CHILD SOLDIERS: WEAPONS OF CHOICE, BUT WHOSE CHOICE?

  

A book review for Peacehawks:

They Fight Like Soldiers, They Die Like Children, by Senator Romeo Dallaire, Arrow Books, London, 2010 (307 pp, 12.07 LBS)

By Jamie Arbuckle

INTRODUCTION


Canadian Senator and retired General Romeo Dallaire, the author of the best-selling Shake Hands With the Devil (Random House Canada, 2003), and the original commander of the UN Peacekeeping Mission in Rwanda in 1994, has written another book, just as timely, urgent and compelling as his first.  Peacehawks  thinks it important that we inform you of this book as quickly as we can – I finished reading it an hour ago.

My life and my career have been very short on living heroes: Robert Rogers died almost a century and a half, and T.E. Lawrence five years, before I was born; I was 22 years old when Dag Hammarskjold was killed, and 23 when JFK was assassinated; my father died when I was only 32.  I didn’t expect to have any more heroes in my direct experience of life.  But I have been rarely privileged to know, even briefly to work with, Romeo Dallaire, and he is every inch a hero for our so dusty, spiteful and divided time.

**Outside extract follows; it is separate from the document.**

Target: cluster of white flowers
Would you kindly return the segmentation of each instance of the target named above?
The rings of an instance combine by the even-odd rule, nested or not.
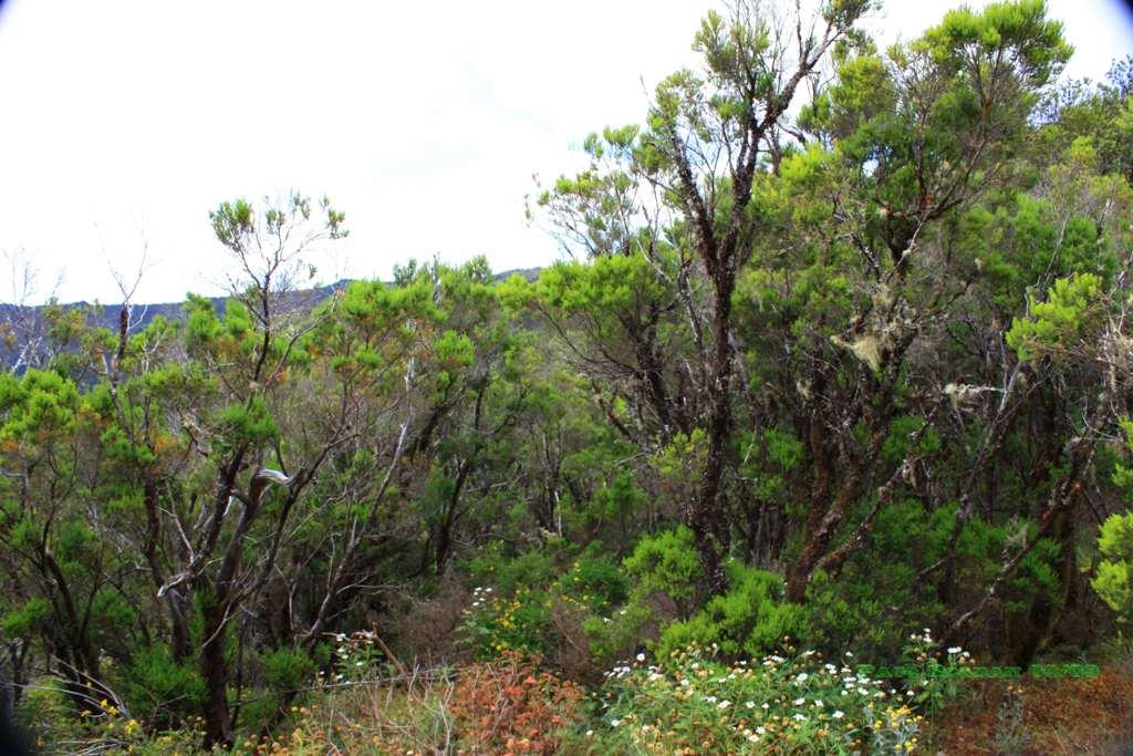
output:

I thought you needed to know my view of the author as you read this review.

DISCUSSION

Search as we may, there are no comprehensive or reliable figures for child soldiers around the world. The only reference to outside figures I have found on scores of websites is from Human Rights Watch, who estimate that there are  “hundreds of thousands” of child soldiers between the ages of 8 and 17 years old.[1]They are however ubiquitous in some of the most chaotic parts of the world, and they are in certain areas a major impediment to the peace process. They were perhaps at their worst in Sierra Leone in 2000, when a spate of pointless and random killings and kidnappings peaked with the taking of nearly 500 U.N. peacekeepers as hostages. I have written about that elsewhere in Peacehawks.[2]

Dallaire poses straight from the outset a quite arresting view of the child soldier: as a weapon system. The child soldier, he says, has several systemic advantages: he, or often she, is plentiful, inexpensive, easily disciplined, expendable and easily replaced. The child soldier is thus the obvious weapon of choice of those for whom violence and outrageous cruelty are their own ends.